The word "scripting" probably makes a lot of IT admins cringe, but it's not that scary or difficult to learn. Windows PowerShell is one of the newest scripting languages, and it has a lot of features that IT admins will appreciate. For example, like spelling in the English language, the naming conventions in many scripting languages are inconsistent. PowerShell avoids such inconsistencies, making it much easier to learn and use.

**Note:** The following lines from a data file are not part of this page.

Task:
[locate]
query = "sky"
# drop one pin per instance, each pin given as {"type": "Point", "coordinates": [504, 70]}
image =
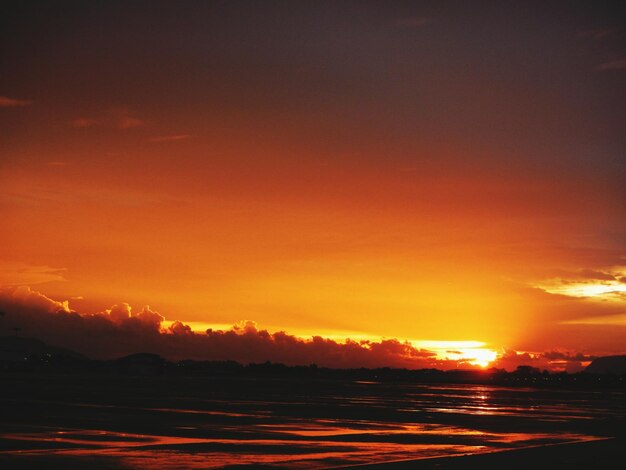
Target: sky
{"type": "Point", "coordinates": [440, 174]}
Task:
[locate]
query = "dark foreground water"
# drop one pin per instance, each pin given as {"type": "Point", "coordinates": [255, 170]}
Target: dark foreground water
{"type": "Point", "coordinates": [172, 423]}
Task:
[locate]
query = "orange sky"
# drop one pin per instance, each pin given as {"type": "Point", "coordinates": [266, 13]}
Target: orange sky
{"type": "Point", "coordinates": [326, 173]}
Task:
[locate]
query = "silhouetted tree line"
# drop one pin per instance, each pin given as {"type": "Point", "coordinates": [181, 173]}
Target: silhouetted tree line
{"type": "Point", "coordinates": [152, 364]}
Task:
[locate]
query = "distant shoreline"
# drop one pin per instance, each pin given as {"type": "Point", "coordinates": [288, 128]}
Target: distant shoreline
{"type": "Point", "coordinates": [604, 453]}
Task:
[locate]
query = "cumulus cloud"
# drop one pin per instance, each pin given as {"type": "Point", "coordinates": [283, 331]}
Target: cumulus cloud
{"type": "Point", "coordinates": [119, 331]}
{"type": "Point", "coordinates": [24, 298]}
{"type": "Point", "coordinates": [17, 274]}
{"type": "Point", "coordinates": [6, 102]}
{"type": "Point", "coordinates": [551, 360]}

PowerShell provides far more power and flexibility than traditional Windows command shells, such as cmd.exe. To help you take advantage of that power, here are six introductory lessons that explain how to use PowerShell to perform various tasks. Whether you're new to PowerShell or just want to brush up on the basics, this eBook guide is for you.
Table of Contents
PowerShell 101, Lesson 1:
An introduction to the concept of cmdlets, then walks you through how to run the most basic PowerShell commands. It also covers how to use PowerShell's online Help files if you run into problems.
PowerShell 101, Lesson 2:
Shows you how to use a pipeline—that is, a series of cmdlets that pass objects from one cmdlet to the next—to create PowerShell statements. With PowerShell statements, you can perform more complex tasks. This lesson also shows you how to format and sort the output from those statements.
PowerShell 101, Lesson 3:
Introduces you to PowerShell's commonly used operators and wildcards. Most likely you're already familiar with operators (e.g., AND, OR) and wildcards (e.g., *). With PowerShell's operators and wildcards, you can create expressions to use in statements. An expression is simply a block of code that PowerShell evaluates; the result of that evaluation determines what action to take.
PowerShell 101, Lesson 4:
Shows you how to handle strings in PowerShell cmdlets. You'll learn when you need to enclose strings in quotes and whether to use single or double quotes. You'll also learn how to flag, or escape, special characters embedded in quoted strings.
PowerShell 101, Lesson 5:
Covers variables. Variables are virtual suitcases that you can use to store and transport data in PowerShell code. PowerShell lets you use prepacked suitcases (i.e., PowerShell built-in variables and Windows environment variables, which come with data already assigned to them) or suitcases you can pack yourself (i.e., user-defined variables).
PowerShell 101, Lesson 6:
Discusses PowerShell providers and built-in drives. In PowerShell, providers facilitate access to data stores, such as the Windows file system and registry. Despite the important role that providers play, they are, for the most part, invisible to you within PowerShell. What are visible, however, are the PowerShell drives you use to access the providers. In this lesson, you'll learn about the available drives and how to use them.